Hopefully getting lost, looping back, crises and dead ends will happen less frequently as time moves on. As you are alert to the first sign of trouble and have developed better habits, coping with stress will tend to come naturally. You no longer have to think and struggle – well, not with every potentially stressful situation. You just know what to do so do it without a thought, more often than not. It may be only later that you realise how well you have managed – perhaps when friends and family congratulate you on coping so well.
Take time during your journey through life to reflect on what you hope to achieve. No doubt you will hope for a life of peace and comfort with all your problems resolved but that is a pipe-dream this side of eternity.
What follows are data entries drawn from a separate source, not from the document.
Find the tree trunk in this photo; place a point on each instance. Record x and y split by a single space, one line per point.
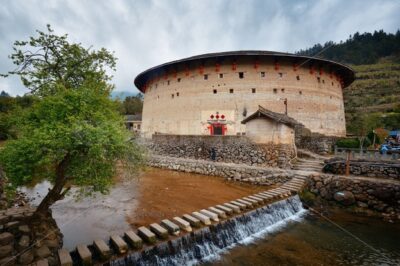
56 192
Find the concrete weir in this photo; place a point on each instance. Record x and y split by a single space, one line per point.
190 238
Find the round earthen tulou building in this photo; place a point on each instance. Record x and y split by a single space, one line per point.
212 94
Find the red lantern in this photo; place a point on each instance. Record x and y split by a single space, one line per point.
256 65
234 66
201 69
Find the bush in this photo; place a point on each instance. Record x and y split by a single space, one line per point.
348 143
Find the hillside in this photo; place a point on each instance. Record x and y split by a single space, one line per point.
375 92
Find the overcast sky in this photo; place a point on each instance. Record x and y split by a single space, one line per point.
150 32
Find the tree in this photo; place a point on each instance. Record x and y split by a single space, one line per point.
73 134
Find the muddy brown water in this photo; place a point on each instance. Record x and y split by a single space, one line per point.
155 195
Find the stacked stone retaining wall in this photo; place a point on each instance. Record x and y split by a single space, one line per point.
244 173
379 169
368 194
229 149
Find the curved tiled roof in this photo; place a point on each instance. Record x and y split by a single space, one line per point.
345 72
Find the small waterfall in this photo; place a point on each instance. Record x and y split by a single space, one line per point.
208 242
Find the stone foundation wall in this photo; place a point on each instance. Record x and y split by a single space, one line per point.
318 143
229 149
364 168
251 174
367 194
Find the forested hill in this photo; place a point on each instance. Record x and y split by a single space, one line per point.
359 49
374 97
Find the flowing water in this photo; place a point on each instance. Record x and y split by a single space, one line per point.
280 234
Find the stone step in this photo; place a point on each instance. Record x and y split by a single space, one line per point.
258 199
240 205
221 214
254 202
211 215
160 231
235 208
184 225
204 219
245 202
192 220
133 239
228 211
102 249
84 254
147 235
119 244
172 228
64 257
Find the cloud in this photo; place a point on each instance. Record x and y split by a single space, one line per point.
147 33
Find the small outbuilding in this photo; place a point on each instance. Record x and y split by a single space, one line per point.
267 127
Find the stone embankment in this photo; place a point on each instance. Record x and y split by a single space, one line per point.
378 169
228 149
367 194
146 238
231 171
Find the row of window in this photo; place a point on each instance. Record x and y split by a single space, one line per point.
241 76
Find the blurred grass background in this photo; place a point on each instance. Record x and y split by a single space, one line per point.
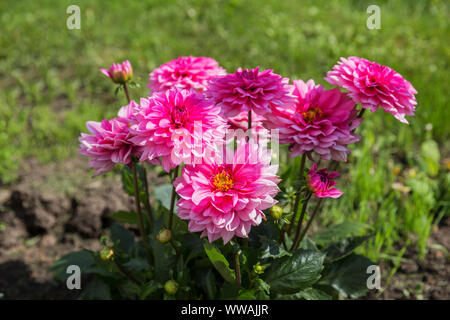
399 175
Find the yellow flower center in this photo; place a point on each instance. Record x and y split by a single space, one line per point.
223 181
312 114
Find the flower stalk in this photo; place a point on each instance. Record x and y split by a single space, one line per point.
172 199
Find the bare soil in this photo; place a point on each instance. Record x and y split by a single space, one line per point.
57 208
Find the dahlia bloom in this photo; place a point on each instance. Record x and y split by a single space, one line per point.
247 90
321 120
226 199
241 121
108 144
119 72
321 184
172 126
185 73
374 85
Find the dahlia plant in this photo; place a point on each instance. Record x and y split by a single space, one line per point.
233 221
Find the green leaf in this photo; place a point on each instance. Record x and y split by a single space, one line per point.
293 273
340 231
129 217
149 288
271 249
219 262
208 282
343 248
127 181
262 289
163 194
348 275
136 264
84 259
312 294
123 237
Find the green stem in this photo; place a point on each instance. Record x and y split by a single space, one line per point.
172 200
299 224
125 88
126 274
361 113
139 212
147 205
237 270
297 198
316 210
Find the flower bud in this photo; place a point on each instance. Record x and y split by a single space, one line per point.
258 268
276 212
164 235
119 72
171 287
106 254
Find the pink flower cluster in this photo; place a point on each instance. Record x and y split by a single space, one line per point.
226 199
194 103
374 85
321 121
185 73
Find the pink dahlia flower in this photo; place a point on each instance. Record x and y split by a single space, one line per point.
321 184
241 121
108 144
321 120
374 85
175 125
247 90
119 72
226 200
185 73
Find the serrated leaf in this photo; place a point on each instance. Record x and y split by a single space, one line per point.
312 294
271 249
291 274
219 262
123 216
348 276
340 231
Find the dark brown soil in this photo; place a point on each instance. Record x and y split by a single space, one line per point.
422 279
57 208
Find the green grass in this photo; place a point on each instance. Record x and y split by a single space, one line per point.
51 84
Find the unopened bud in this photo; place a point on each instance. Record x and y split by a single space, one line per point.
258 268
106 254
171 287
276 212
164 235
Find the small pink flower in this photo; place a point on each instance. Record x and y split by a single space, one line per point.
119 72
185 73
247 90
321 121
226 199
374 85
241 121
108 144
321 184
175 125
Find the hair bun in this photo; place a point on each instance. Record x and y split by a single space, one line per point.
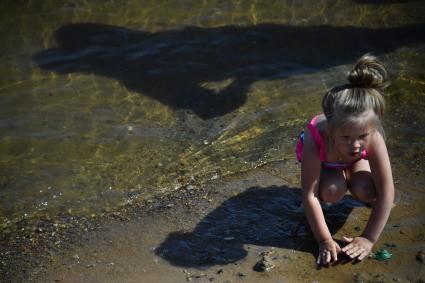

Do not set your goals too high as the disappointment of failing to reach your goals can be heart breaking.
Set goals you can imagine achieving and when you do bask in the glory – and then set more goals.
Always bear in mind that stress is an inevitable part of life. But keep it in perspective! See stress as a challenge and adventure. See it as a test for you to prove yourself. You will cope with some stresses easily and happily but other stresses will be a struggle and will affect you deeply. Neither defines you. It is the overall experience of life that is a measure of who you are and your achievements.